Mike Kelley’s Channel One, Channel Two and Channel Three 1994, now on display at Tate Modern, is a potent work filled with many seductive attributes of the late artist’s œuvre…
After Mike Kelley’s premature death sometime between 31 January and 1 February 2012, a spontaneous roadside memorial to the artist soon appeared near his studio in the suburbs of Los Angeles. Perhaps inevitably, it featured an accumulation of soiled stuffed toys, hand-knitted blankets and garish knick-knacks of the kind Kelley often used in the sculptures and installations that, since the late 1980s, have become his most recognisable works.
Although these inherently sentimental and highly symbolic objects surely lend themselves to such a heartfelt homage, there is a tragic irony in the shape this outpouring of grief has taken. Kelley often expressed frustration at his repute as ‘the stuffed toy artist’, and the latter half of his career ostensibly developed in reaction to what he saw as a persistent misunderstanding of his work – primarily made as deadpan commentary on class aesthetics and materialist rituals, yet invariably interpreted as an expression of nostalgia and repressed trauma. Eventually he recognised in this tendency a stubborn obsession with pop psychoanalysis, a true mythology of the twentieth century using watered-down Freudian notions, such as that of ‘repressed memory syndrome’, with the same naive logic of an allegorical fable.
Indeed, one of Kelley’s central preoccupations throughout his career was with the ways in which meaning can be distorted, conditioned and reconfigured into different forms: through puns and figures of speech, unexpected twists or juxtapositions, but also as the product of belief systems or cultural biases. Popular culture interested him precisely because of its powerful influence on perception, as an acquired structure reducing all phenomena to familiar categories with the least critical effort.
Take as an example the installation Channel One, Channel Two and Channel Three from 1994. Despite its apparent simplicity (and its lack of stuffed toys), this work opens up a rich network of references typical of Kelley’s whole expressive language. With its three oblong plywood boxes on sawhorses, it is exemplary of his use of vernacular and craft materials, as well as of sound and light elements hinting at sci-fi, psychedelia and altered states of mind in the collective unconscious. Moreover, it has a double function as a potential mind-conditioning tool: it encourages interaction by luring the viewer towards its peepholes, and in itself it looks like a makeshift simulator for psychotropic experiences, with its tin foil interiors lit up by yellow, blue and red light bulbs, accompanied by a droning soundtrack.
This do-it-yourself aesthetic is a recurring feature of Kelley’s sculptures, which links back to his early series of birdhouses of 1978, intended to subvert the extreme formal reductions of Minimal and Conceptual art, then prevalent at CalArts where Kelley was a graduate student, by using what he saw as the blankest, most invisible type of object-making: amateur crafts.
In the first half of the 1990s Kelley created a number of works which took the form of stripped-down plywood structures resembling crude DIY projects.
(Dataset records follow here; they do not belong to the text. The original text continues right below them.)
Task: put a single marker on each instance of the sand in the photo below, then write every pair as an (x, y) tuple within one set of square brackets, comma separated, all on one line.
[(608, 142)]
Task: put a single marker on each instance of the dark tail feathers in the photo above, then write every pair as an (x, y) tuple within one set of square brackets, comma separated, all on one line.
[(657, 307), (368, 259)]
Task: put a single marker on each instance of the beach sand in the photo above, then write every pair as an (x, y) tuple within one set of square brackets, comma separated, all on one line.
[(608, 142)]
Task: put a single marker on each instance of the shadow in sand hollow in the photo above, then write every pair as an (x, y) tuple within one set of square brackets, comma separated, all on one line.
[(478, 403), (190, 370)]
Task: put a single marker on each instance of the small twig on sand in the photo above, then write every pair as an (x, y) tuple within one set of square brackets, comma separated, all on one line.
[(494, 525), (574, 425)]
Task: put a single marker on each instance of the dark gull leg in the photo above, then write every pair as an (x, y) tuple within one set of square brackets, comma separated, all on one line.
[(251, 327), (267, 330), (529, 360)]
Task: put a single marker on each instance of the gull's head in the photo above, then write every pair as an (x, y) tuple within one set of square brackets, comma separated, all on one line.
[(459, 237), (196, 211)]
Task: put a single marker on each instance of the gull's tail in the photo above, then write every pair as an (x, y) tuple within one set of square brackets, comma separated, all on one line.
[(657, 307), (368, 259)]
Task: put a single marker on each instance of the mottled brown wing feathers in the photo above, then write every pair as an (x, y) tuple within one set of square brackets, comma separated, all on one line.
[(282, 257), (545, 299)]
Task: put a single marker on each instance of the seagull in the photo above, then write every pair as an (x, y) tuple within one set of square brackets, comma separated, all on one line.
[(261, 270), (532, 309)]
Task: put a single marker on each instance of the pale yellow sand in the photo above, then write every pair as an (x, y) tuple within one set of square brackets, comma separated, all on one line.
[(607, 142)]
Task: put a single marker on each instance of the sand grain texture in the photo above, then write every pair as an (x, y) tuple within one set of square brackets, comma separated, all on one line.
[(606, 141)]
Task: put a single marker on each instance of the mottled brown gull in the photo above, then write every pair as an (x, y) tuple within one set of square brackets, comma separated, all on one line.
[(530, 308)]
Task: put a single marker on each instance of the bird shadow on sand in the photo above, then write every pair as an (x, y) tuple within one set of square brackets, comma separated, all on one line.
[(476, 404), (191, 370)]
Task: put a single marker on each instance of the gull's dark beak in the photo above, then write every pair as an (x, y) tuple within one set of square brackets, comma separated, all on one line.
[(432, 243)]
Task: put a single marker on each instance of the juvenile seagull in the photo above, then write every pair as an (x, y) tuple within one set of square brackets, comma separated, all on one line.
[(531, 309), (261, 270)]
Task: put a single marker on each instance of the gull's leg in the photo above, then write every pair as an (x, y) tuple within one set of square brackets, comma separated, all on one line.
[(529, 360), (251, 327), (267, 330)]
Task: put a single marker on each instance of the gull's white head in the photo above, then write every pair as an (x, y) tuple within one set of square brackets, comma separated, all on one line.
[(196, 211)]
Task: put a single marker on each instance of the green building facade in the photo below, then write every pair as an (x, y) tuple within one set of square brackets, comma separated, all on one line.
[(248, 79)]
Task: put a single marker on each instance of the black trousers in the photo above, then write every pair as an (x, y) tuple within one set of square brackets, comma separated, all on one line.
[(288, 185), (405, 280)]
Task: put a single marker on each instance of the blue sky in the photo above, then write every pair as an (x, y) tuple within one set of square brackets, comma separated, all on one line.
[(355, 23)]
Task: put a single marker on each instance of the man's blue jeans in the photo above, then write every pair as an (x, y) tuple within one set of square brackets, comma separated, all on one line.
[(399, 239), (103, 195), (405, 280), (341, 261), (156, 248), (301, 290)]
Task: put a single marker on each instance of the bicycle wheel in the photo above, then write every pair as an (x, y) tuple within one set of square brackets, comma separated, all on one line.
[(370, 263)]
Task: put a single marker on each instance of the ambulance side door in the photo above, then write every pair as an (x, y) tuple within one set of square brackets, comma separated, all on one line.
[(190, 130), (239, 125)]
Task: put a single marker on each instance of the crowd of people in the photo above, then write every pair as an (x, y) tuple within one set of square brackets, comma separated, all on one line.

Orgone Shed 1992, for example, is a garden shed adapted for use as a new age self-help device known as an orgone accumulator. This simple wooden cabin lined with layers of glass wool, steel wool and iron was designed in 1940 by controversial psychoanalyst Wilhelm Reich to harness a cosmic energy he called orgone radiation – part libidinal force, part physical entity. Reich was also a zealous advocate for ufology – another obsession of Kelley’s obliquely referenced in Channel One, Channel Two and Channel Three.
The use of primary colours in the latter is derived from the ‘push/ pull’ spatial doctrine of Abstract Expressionist painter Hans Hofmann, force-fed to the young Kelley at the Ann Arbor School of Art & Design. But vivid colours and ‘tunnels of light’ also feature heavily in alien abduction testimonies as overwhelming sensorial experiences, contrived just like the illusion of movement and space in Hofmann’s writings (and, for Kelley, equally traumatic).
Psychedelia and the cult of alien contacts naturally converged into the hallucinatory imagery of post-war science fiction, as well as in the electric distortions and synthesised sounds of the space rock genre. But the strange, disembodied reverberations allowed by sound technology after the invention of the phonograph have evoked in the popular imagination not just aliens, but all sorts of supernatural beings. The noise track of Channel One, Channel Two and Channel Three – which could be interpreted as the tinnitus of an abductee or an extraterrestrial signal hidden in radio interference – also resembles the recordings of “spirit voices” on tape, known as electronic voice phenomena, popularised in the 1970s by self-appointed ‘spiritualist scientist’ Konstantin Raudive, another recurring character in Kelley’s œuvre.
This tangle of references in Channel One, Channel Two and Channel Three should not be interpreted as a celebration of the complexities of popular culture. Kelley’s works often hijack familiar sign systems in order to trigger reactions and point at interpretive mechanisms often taken for granted. In this case, the gullibility of UFO and supernatural phenomena enthusiasts is revealed as a mundane construction of plywood and tin foil with coloured light bulbs and some background noise: a set of objects on to which we project meaning.